Medical ultrasound has many properties that make it suitable for widespread use both as an imaging tool and as a ubiquitous biosensing technology. At present, however, wide deployment of medical ultrasound for disease detection and monitoring has been limited by rigid sensor geometries. On one hand, rigid sensor geometries are generally considered desirable, as known geometries facilitate coherent beamformation and image reconstruction. On the other hand, however, rigid sensors do not accommodate body surface curvature, necessitating the application of sensor pressure by a skilled operator during imaging. This compression-based process of image acquisition, termed “sonography,†requires considerable skill, in turn increasing interoperator variability. Moreover, the need to have an operator apply pressure is incompatible with wearable technology, greatly limiting the scope and utility of medical ultrasound technology. The aim of this proposed research is to address the core unmet need described above, which is the development of a novel class of conformable ultrasound systems that would enable insights into soft tissue biology presently not possible owing to a lack of suitable instrumentation. The system has the potential to complement mammographic imaging by providing tissue characterization data that would facilitate optimal use of scarce breast cancer care resources. This work will be particularly relevant to developing nations, where a shortage of qualified ultrasound operators and related infrastructure greatly limits access to care. The proposed interdisciplinary project will be integrated with educational and outreach activities, including development of new courses geared towards disseminating new microfabrication techniques outside of the traditional physics and material science communities to increase interest and engagement in STEAM fields and to proliferate the study of piezoelectric systems at the K-12, undergraduate, and graduate education levels.
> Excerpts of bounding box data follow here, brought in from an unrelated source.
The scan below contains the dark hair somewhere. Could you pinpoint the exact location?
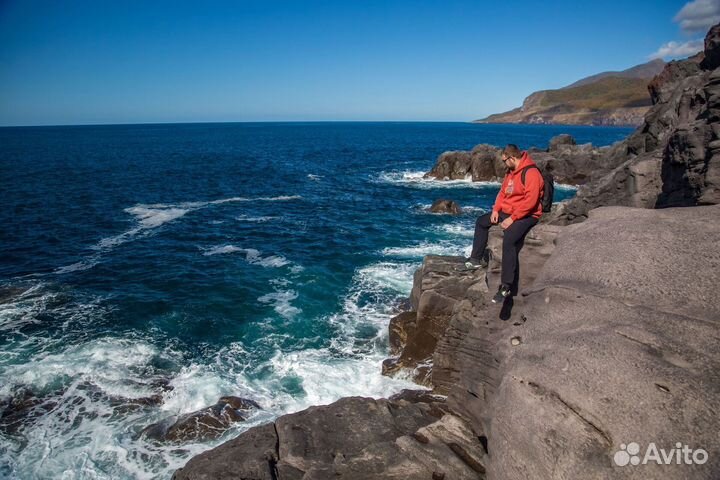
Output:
[503,143,522,158]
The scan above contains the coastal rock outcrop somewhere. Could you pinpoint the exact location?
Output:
[140,397,260,443]
[448,206,720,479]
[173,391,485,480]
[425,134,615,185]
[425,144,505,182]
[428,198,462,215]
[174,22,720,480]
[383,255,487,385]
[554,25,720,224]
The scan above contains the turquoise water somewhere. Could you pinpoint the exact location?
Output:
[0,123,631,478]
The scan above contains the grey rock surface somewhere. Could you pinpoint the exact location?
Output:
[173,391,485,480]
[448,206,720,479]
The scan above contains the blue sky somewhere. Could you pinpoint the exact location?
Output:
[0,0,720,125]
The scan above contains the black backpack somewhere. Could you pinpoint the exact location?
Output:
[520,165,555,212]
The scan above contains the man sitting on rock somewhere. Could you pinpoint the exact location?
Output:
[465,144,544,303]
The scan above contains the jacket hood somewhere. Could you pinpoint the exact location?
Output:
[512,151,536,174]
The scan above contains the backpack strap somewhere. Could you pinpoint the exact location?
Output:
[520,165,542,187]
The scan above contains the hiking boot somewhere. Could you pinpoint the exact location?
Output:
[492,284,512,303]
[462,257,487,270]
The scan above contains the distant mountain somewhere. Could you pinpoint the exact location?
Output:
[475,59,665,125]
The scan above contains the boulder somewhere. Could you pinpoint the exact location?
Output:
[425,144,505,182]
[140,396,260,443]
[548,133,577,152]
[428,199,462,215]
[383,255,487,386]
[173,392,485,480]
[553,21,720,224]
[448,206,720,479]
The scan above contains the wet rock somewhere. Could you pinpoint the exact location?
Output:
[173,394,484,480]
[383,255,487,385]
[548,133,577,152]
[448,206,720,479]
[428,199,462,215]
[140,397,260,443]
[425,144,505,182]
[0,388,57,435]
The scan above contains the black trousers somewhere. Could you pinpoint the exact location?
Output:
[470,212,538,286]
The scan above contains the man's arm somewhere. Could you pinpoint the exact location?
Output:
[493,175,508,212]
[511,168,545,220]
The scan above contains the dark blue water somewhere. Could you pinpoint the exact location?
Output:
[0,123,631,478]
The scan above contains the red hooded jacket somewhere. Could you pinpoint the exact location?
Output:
[493,152,545,220]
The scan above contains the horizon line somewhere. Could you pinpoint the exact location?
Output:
[0,120,637,129]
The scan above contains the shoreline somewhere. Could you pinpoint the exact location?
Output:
[173,25,720,480]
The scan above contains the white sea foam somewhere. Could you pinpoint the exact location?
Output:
[203,245,245,256]
[440,223,475,238]
[353,262,420,295]
[382,242,464,258]
[257,255,290,268]
[203,245,291,268]
[235,215,281,223]
[53,195,302,275]
[375,170,500,189]
[258,290,302,320]
[0,253,424,479]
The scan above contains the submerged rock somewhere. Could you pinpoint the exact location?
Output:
[173,391,485,480]
[140,397,260,442]
[382,255,487,386]
[428,199,462,215]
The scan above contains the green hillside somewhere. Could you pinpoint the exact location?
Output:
[540,77,651,110]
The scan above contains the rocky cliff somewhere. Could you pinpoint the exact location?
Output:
[556,26,720,223]
[476,60,665,125]
[174,25,720,480]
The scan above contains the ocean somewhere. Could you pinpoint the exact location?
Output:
[0,122,632,479]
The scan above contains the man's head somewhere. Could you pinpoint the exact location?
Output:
[502,143,522,170]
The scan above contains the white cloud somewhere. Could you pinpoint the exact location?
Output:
[670,0,720,33]
[649,40,705,59]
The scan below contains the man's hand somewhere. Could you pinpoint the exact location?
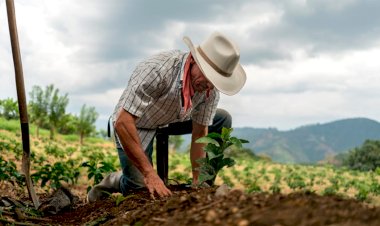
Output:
[144,171,172,198]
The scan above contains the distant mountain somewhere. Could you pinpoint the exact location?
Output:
[233,118,380,163]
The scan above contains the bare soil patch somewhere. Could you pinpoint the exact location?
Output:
[38,186,380,226]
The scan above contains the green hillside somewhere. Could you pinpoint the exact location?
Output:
[233,118,380,163]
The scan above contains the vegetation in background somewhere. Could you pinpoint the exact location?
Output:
[28,85,98,145]
[0,98,19,120]
[77,105,98,145]
[343,140,380,171]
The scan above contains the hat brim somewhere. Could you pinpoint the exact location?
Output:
[183,36,247,96]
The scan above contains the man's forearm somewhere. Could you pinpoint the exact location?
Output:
[115,110,155,176]
[190,122,208,183]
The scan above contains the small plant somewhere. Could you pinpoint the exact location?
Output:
[0,156,24,186]
[196,128,248,185]
[31,160,80,189]
[81,159,116,192]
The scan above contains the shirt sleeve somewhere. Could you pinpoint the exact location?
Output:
[122,63,165,117]
[191,89,219,126]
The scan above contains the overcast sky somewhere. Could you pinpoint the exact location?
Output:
[0,0,380,130]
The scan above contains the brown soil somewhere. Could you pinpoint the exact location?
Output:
[0,186,380,226]
[25,186,380,226]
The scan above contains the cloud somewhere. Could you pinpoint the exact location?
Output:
[0,0,380,131]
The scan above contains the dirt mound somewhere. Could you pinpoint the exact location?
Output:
[43,186,380,226]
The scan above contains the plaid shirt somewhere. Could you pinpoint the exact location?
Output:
[112,50,219,150]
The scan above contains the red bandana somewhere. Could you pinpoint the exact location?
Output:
[182,53,194,112]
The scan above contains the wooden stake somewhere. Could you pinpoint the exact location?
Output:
[6,0,40,209]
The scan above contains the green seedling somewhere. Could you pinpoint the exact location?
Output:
[196,128,248,185]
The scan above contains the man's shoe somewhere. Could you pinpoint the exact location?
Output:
[87,172,123,202]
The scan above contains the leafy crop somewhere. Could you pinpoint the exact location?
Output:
[82,159,116,191]
[196,128,248,184]
[31,160,80,189]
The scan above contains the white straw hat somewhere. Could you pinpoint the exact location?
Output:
[183,32,247,96]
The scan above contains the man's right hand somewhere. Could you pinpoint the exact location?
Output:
[144,171,172,198]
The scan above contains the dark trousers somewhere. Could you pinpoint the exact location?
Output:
[118,109,232,195]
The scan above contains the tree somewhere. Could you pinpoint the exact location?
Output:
[47,85,69,139]
[344,140,380,171]
[29,84,69,139]
[77,104,98,145]
[58,113,78,134]
[169,135,185,150]
[0,98,19,120]
[29,86,52,138]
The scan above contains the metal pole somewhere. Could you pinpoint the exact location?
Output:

Obtaining sufficient contact over soft surfaces of large areas (i.e., shoulder, breast) or small joints (i.e., finger joints, wrist joints) is not achievable, due to the rigid planar design of the ultrasound transducer versus the typical curvilinear shape of body parts. The human breast presents a particular challenge, as its geometry and deformability are highly variable not only between subjects but also at different times and ages within a given subject. At the same time, breast cancer is the most common cancer and such cancers are typically located within the expected penetration depth of sonography. As a result, there is an opportunity to develop technology for longitudinal imaging of breast lesions both for cancer diagnostic and early detection purposes and also serve as a new non-invasive window into the biological behavior of breast tumors. The primary goal of the proposed research is to develop conformable phased array ultrasound patches for soft tissue imaging over large-area, curvilinear regions by introducing a novel system design and microfabrication strategy, along with a framework and advanced algorithms to reconstruct spatiotemporally-accurate images that could be applied to any human body parts. The challenges that will be addressed during the course of the project include: 1) Development of large-area, conformable phased array transducer design, 2) Spatiotemporally-accurate 3-D image reconstruction from highly curvilinear body parts, 3) In vivo, real-time actuation and sensing on both in vitro on mock tissue phantoms and in vivo in a limited human trial focused on the detection, localization, and characterization of breast lesions. The proposed work will build upon the PI's interdisciplinary expertise and experience in piezoelectric, microfabricated biomedical devices and conformable systems. The proposed system will provide interfaces that enable next-generation features of wearable technologies, such as accurate, real-time and autonomous monitoring of any soft tissue for 3-D imaging, and machine learning strategies to detect disease progression in an objective manner.
This award reflects NSF's statutory mission and has been deemed worthy of support through evaluation using the Foundation's intellectual merit and broader impacts review criteria.